# Extract News

In [2]:
import requests
import pandas as pd


# news api-key:
# 1270f9ec3e2a40f3a58f67bba8b716f4


def call_news_api():
  url = "https://newsapi.org/v2/everything"
  params = {
      "q": "bitcoin",
      "apiKey": "1270f9ec3e2a40f3a58f67bba8b716f4"
  }
  response = requests.get(url, params=params)
  if response.status_code == 200:
      data = response.json()
      print(data)
      articles = data.get("articles", [])
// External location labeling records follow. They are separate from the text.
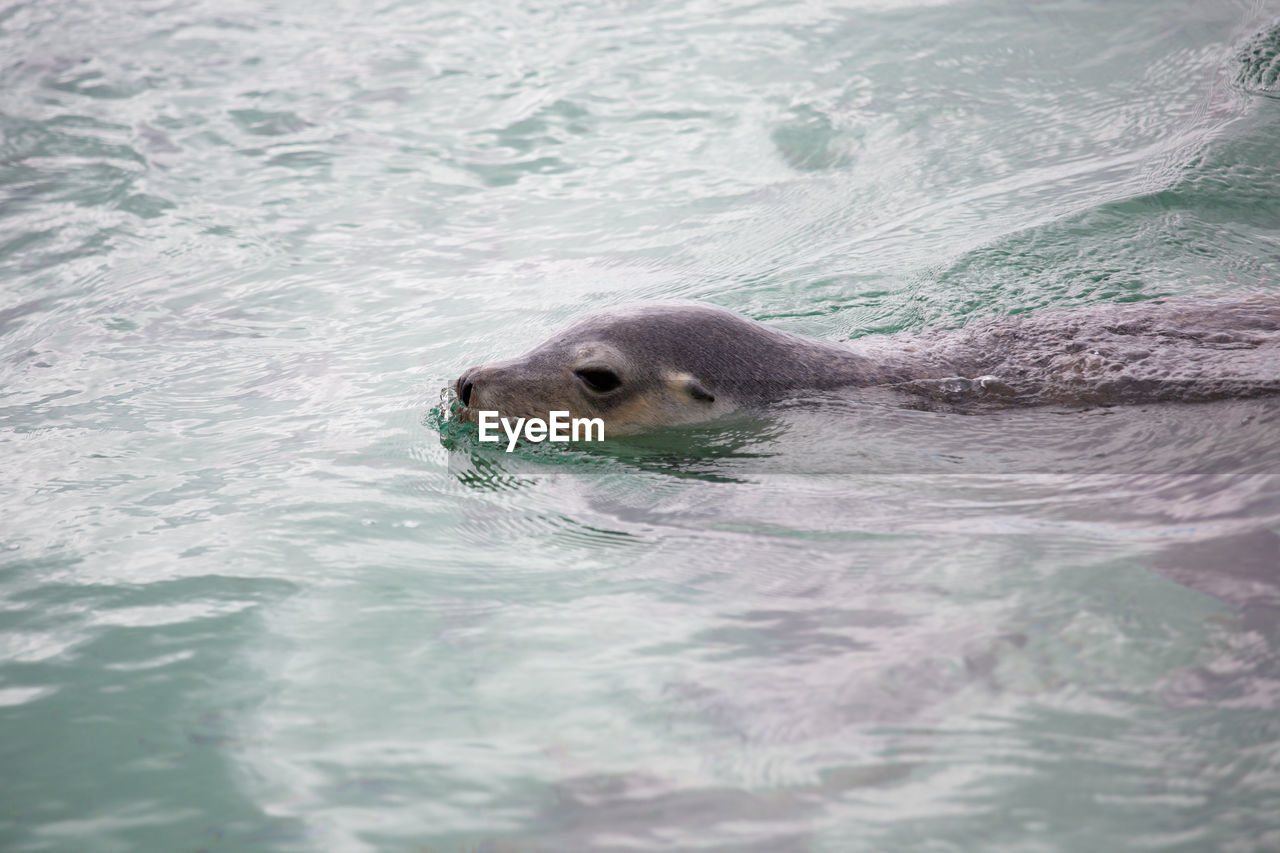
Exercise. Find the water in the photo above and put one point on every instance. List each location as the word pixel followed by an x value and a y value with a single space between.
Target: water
pixel 257 596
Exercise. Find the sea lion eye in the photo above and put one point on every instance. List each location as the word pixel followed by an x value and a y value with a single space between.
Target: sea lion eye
pixel 598 379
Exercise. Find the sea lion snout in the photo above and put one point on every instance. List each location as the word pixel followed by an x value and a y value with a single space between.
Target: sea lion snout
pixel 464 387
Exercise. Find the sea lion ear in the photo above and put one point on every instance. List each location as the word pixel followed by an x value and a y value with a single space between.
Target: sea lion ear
pixel 691 387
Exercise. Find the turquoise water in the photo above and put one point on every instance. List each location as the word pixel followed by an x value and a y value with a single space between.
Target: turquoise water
pixel 255 594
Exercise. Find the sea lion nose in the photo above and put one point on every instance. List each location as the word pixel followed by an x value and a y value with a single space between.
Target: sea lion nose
pixel 464 387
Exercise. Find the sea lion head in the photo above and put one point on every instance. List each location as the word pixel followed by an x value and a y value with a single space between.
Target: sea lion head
pixel 634 368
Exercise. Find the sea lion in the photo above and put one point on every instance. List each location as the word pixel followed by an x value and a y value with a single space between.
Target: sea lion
pixel 666 364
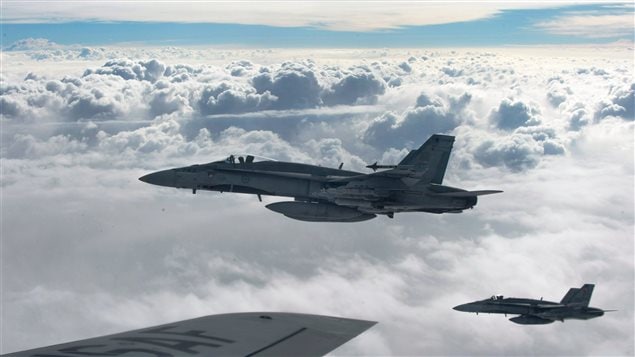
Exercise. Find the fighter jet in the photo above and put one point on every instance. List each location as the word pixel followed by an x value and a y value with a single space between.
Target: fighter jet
pixel 238 334
pixel 332 194
pixel 574 305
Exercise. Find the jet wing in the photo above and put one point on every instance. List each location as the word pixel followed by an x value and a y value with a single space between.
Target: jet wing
pixel 297 175
pixel 239 334
pixel 467 193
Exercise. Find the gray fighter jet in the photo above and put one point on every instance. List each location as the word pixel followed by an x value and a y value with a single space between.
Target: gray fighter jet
pixel 574 305
pixel 334 195
pixel 239 334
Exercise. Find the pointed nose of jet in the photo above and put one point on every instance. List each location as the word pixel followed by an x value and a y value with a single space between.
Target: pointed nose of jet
pixel 161 178
pixel 464 307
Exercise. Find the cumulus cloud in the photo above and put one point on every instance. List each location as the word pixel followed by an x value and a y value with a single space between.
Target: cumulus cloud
pixel 430 115
pixel 512 114
pixel 294 84
pixel 359 87
pixel 621 103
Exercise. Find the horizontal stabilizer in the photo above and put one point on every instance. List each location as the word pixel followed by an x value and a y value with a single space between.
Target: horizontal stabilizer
pixel 468 193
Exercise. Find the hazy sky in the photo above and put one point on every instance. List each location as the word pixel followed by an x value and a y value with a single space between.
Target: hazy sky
pixel 317 24
pixel 87 249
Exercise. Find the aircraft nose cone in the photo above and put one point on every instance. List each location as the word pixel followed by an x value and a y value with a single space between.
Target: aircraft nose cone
pixel 161 178
pixel 463 307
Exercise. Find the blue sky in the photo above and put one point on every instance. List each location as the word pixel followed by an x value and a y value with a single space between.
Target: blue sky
pixel 572 24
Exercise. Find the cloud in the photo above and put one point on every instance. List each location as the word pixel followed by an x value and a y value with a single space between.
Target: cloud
pixel 359 87
pixel 590 25
pixel 621 103
pixel 430 115
pixel 294 84
pixel 512 114
pixel 30 44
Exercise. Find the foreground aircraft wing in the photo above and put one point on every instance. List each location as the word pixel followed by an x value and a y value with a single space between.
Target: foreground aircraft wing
pixel 239 334
pixel 467 193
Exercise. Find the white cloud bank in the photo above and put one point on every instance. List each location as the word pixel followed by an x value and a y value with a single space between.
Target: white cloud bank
pixel 87 249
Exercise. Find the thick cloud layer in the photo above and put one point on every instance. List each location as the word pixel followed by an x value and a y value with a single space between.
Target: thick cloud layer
pixel 88 249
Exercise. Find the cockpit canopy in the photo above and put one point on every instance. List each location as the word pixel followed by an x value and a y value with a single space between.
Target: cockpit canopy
pixel 244 158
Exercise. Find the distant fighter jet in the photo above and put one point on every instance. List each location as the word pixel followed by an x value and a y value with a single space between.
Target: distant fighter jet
pixel 334 195
pixel 240 334
pixel 574 305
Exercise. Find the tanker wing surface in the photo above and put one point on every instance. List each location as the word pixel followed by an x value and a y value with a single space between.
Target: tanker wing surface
pixel 239 334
      # Convert to DataFrame
      df = pd.DataFrame(articles)

      # Save to file
      df.to_excel("news_articles.xlsx", index=False)
      df.to_csv("news_articles.csv", index=False)
      print("Data saved to news_articles.xlsx")
  else:
      print(f"Error: {response.status_code}", response.text)

call_news_api()


Data saved to news_articles.xlsx


# Assignment - 1 (Skipgram)

In [1]:
import numpy as np
import requests
import re
import random
from itertools import product
from sklearn.metrics.pairwise import cosine_similarity

class SkipGramModel:
    def __init__(self, vocab_size, embedding_dim):
        self.vocab_size = vocab_size
        self.embedding_dim = embedding_dim
        self.W1 = np.random.randn(vocab_size, embedding_dim)
        self.W2 = np.random.randn(embedding_dim, vocab_size)

    def forward(self, one_hot_vector):
        hidden_layer = np.dot(one_hot_vector, self.W1)
        output_layer = np.dot(hidden_layer, self.W2)
        output_layer = self._softmax(output_layer)
        return hidden_layer, output_layer

    def backward(self, one_hot_vector, target_vector, learning_rate=0.01):
        hidden_layer, output_layer = self.forward(one_hot_vector)
        # error = target_vector - output_layer
        error = output_layer - target_vector

        # Compute Gradients
        output_layer_gradient = np.outer(hidden_layer, error)
        hidden_layer_gradient = np.outer(one_hot_vector, np.dot(self.W2, error))

        # Update Weights
        self.W1 -= learning_rate * hidden_layer_gradient
        self.W2 -= learning_rate * output_layer_gradient

    def _softmax(self, x):
        exp_x = np.exp(x - np.max(x))
        return exp_x / exp_x.sum()



def generate_training_data(words, window_size=2):
    all_words = [word for sentence in words for word in sentence]
    word2idx = {word: idx for idx, word in enumerate(set(all_words))}
    training_pairs = []
    for sentence in words:
        for i, target_word in enumerate(sentence):
            context_range = range(max(0, i - window_size), min(len(sentence), i + window_size + 1))
            for j in context_range:
                if i != j:
                    training_pairs.append((target_word, sentence[j]))
    return training_pairs, word2idx


def word_similarity(word, word2idx, embedding_matrix, top_n=5):
    if word not in word2idx:
        print(f"Word '{word}' not in vocabulary.")
        return []
    word_vector = embedding_matrix[word2idx[word]].reshape(1, -1)
    similarities = cosine_similarity(word_vector, embedding_matrix)[0]
    similar_words = sorted(word2idx.keys(), key=lambda w: similarities[word2idx[w]], reverse=True)[1:top_n+1]
    return similar_words


def train_model(training_pairs, word2idx, vocab_size, embedding_dim=100, epochs=10):
    model = SkipGramModel(vocab_size, embedding_dim)
    loss_history = []
    for epoch in range(epochs):
        total_loss = 0
        for target_word, context_word in training_pairs:
            target_vector = np.zeros(vocab_size)
            target_vector[word2idx[target_word]] = 1

            context_vector = np.zeros(vocab_size)
            context_vector[word2idx[context_word]] = 1

            hidden, output = model.forward(target_vector)
            loss = -np.log(output[word2idx[context_word]])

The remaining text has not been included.